Maree Kearns’ small but perfectly formed set invokes a frontier shack in a town on the brink of becoming another deserted American dream; Mark Galione’s lighting and Carl Kennedy’s sound design lend a tangible texture.
Geraldine Plunkett plays Frankie, a domineering femme fatale rendered helpless by stroke. To have the main character present and yet so absent is an interesting and effective authorial decision; to have this character be a stroke victim is both brave and singular. It is a credit to Plunkett that she portrays Frankie, who can no longer speak and barely move, with an unerring accuracy and lack of sentimentality. It is no easy task to represent such a character, and Plunkett does an admirable job. A breath of brazen fresh air is Megan Riordan’s Nellie the Pig. Riordan plays the – quite literally – scarlet woman with energetic and unapologetic aplomb.

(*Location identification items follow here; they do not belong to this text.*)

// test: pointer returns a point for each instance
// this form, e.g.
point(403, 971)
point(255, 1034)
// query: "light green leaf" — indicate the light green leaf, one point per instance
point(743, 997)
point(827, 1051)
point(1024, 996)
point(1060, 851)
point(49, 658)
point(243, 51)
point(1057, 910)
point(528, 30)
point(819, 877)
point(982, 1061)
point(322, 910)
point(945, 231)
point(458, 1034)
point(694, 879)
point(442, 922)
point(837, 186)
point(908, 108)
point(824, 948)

What Ardiff captures well is the dynamic of three very different women living together, sharing the same small space with each other and all the loves and hates accrued over years. There is a failure to connect though; on some occasions between the characters themselves, and at others between sub-plots and scenes. The play occasionally falls prey to that first-play pothole of over-writing; at points the actors seem to struggle with the language. However, Karen Ardiff’s first play certainly displays enough imagination and ambition to warrant another.